Baked Ziti with Crème Fraîche and Spinach

Maybe I should be sharing a spooky recipe for today, but I wanted to share this because it is recipe you can make ahead. Basically you can follow the recipe below right up until the step where you bake it, and then just refrigerate it until you are ready to bake it. It might take a little bit longer to bake since it is cold, but I did it the day before and it was still great. So, if you’re getting kids or yourself ready for trick or treating, you can assemble this the day before or in the morning, then pop it in the oven while you get ready. Eat, then go enjoy some treats!

Before baking:

And after:

Directions for Baked Ziti with Crème Fraîche and Spinach

Adapted from Back Pocket Pasta

  • 1 cup ricotta cheese
  • 1 cup Crème Fraîche
  • 1 egg
  • 1 cup grated Pecorino Romano cheese
  • Salt and pepper
  • Olive oil
  • 1/2 cup chopped onion
  • 1 teaspoon thinly sliced garlic
  • Red pepper flakes, to taste
  • 1 teaspoon dried oregano
  • 1 pound ground Italian sausage
  • 28 ounce can diced San Marzano tomatoes
  • 1/2 pound ziti or similar pasta
  • 10 ounces baby spinach
  • 1 pound mozzarella, cut into 1/2 inch pieces

In a large bowl, stir together the ricotta, Crème Fraîche, egg, and half of the Pecorino cheese. Add some salt and pepper, then set aside.
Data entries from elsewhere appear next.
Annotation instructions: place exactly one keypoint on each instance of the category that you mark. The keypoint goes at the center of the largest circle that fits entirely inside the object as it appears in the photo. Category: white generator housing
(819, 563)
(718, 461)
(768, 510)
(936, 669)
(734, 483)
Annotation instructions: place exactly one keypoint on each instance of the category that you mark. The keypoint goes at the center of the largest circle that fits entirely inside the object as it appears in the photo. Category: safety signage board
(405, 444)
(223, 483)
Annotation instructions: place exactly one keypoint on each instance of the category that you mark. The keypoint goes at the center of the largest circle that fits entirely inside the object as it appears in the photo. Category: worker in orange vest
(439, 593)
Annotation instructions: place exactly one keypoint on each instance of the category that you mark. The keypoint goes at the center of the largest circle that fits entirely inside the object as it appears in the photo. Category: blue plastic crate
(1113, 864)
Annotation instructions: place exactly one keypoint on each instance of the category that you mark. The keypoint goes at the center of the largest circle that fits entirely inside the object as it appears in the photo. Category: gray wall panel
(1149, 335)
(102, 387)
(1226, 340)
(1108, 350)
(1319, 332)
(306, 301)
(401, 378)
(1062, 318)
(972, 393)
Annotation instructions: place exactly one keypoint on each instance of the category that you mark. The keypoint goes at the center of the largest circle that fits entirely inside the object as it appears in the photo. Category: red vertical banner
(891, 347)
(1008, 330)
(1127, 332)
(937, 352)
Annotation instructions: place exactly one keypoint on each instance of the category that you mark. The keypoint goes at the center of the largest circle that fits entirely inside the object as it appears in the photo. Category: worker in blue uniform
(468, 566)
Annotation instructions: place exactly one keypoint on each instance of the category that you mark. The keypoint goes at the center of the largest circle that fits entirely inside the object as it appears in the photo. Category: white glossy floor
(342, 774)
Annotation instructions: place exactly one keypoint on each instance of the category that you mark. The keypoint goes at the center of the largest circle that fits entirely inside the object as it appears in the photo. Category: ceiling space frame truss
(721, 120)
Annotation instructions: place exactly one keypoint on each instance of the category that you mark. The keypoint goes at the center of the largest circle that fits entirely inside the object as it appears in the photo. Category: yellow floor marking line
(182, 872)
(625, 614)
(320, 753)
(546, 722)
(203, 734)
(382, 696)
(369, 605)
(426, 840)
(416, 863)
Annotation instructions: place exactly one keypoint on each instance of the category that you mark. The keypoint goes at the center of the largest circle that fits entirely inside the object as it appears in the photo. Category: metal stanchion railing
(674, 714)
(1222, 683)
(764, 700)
In a large skillet, heat some oil and the onion over medium heat. Cook the onion until softened (a few minutes). Add the garlic, red pepper flakes, and oregano.

Cook for 2 minutes, then add the sausage and cook until browned. Break up the meat with the back of a wooden spoon.
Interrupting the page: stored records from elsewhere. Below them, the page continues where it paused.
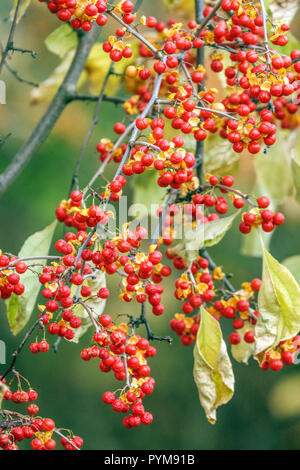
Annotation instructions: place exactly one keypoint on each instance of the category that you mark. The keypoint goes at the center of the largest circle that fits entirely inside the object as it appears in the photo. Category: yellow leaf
(278, 305)
(212, 367)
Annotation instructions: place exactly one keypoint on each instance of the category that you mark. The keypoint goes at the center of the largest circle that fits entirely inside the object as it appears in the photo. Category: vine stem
(199, 7)
(207, 19)
(142, 320)
(55, 109)
(92, 127)
(135, 33)
(22, 344)
(9, 43)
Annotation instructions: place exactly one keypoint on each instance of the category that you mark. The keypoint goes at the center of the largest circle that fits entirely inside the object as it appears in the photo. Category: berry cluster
(125, 355)
(39, 430)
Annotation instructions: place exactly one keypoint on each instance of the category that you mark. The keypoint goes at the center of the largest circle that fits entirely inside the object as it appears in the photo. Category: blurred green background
(259, 416)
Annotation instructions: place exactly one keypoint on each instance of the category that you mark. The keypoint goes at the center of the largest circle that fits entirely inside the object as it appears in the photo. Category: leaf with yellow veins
(213, 372)
(62, 40)
(278, 305)
(19, 308)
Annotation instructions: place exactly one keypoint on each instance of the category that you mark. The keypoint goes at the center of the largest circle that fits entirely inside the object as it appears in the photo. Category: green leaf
(295, 152)
(273, 171)
(251, 243)
(284, 399)
(214, 231)
(204, 235)
(3, 389)
(95, 304)
(22, 9)
(147, 194)
(208, 234)
(283, 9)
(62, 40)
(278, 305)
(213, 373)
(243, 351)
(293, 265)
(19, 307)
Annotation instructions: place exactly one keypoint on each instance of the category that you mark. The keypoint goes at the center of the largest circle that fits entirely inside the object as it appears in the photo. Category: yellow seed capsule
(131, 71)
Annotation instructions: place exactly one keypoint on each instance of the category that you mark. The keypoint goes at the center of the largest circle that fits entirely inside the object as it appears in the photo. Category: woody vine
(172, 118)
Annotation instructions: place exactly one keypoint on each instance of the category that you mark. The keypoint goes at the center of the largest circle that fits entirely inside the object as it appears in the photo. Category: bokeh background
(265, 410)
Add the tomatoes and bring to a simmer. Season to taste with salt and pepper, then cook until the sauce thickens (about 20 minutes).

Preheat the oven to 400 degrees F. Cook the pasta a few minutes short of al dente, then drain (reserving 1/2 cup of the pasta water). When the sauce is ready, add the spinach with the pasta water.
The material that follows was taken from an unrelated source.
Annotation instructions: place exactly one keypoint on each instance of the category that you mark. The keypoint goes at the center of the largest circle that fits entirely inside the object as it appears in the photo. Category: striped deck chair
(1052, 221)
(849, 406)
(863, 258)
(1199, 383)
When the spinach wilts, remove from the heat, then stir half of the sauce into the ricotta bowl mixture.

Add the pasta and stir. Pour into a 13×9 inch baking dish. Top with the remaining sauce then sprinkle the mozzarella and remaining Pecorino cheese on top.

Bake until the cheese bubbles (around 20 minutes). Then, turn on the broiler and broil to brown the top in spots.

Remove from the oven and let it rest for 5 minutes before serving.

Directions for Baked Ziti with Crème Fraîche and Spinach (without pictures)

Adapted from Back Pocket Pasta

  • 1 cup ricotta cheese
  • 1 cup Crème Fraîche
  • 1 egg
  • 1 cup grated Pecorino Romano cheese
  • Salt and pepper
  • Olive oil
  • 1/2 cup chopped onion
  • 1 teaspoon thinly sliced garlic
  • Red pepper flakes, to taste
  • 1 teaspoon dried oregano
  • 1 pound ground Italian sausage
  • 28 ounce can diced San Marzano tomatoes
  • 1/2 pound ziti or similar pasta
  • 10 ounces baby spinach
  • 1 pound mozzarella, cut into 1/2 inch pieces

In a large bowl, stir together the ricotta, Crème Fraîche, egg, and half of the Pecorino cheese. Add some salt and pepper, then set aside.

In a large skillet, heat some oil and the onion over medium heat. Cook the onion until softened (a few minutes). Add the garlic, red pepper flakes, and oregano. Cook for 2 minutes, then add the sausage and cook until browned. Break up the meat with the back of a wooden spoon. Add the tomatoes and bring to a simmer. Season to taste with salt and pepper, then cook until the sauce thickens (about 20 minutes).

Preheat the oven to 400 degrees F. Cook the pasta a few minutes short of al dente, then drain (reserving 1/2 cup of the pasta water). When the sauce is ready, add the spinach with the pasta water. When the spinach wilts, remove from the heat, then stir half of the sauce into the ricotta bowl mixture. Add the pasta and stir. Pour into a 13×9 inch baking dish. Top with the remaining sauce then sprinkle the mozzarella and remaining Pecorino cheese on top. Bake until the cheese bubbles (around 20 minutes). Then, turn on the broiler and broil to brown the top in spots. Remove from the oven and let it rest for 5 minutes before serving.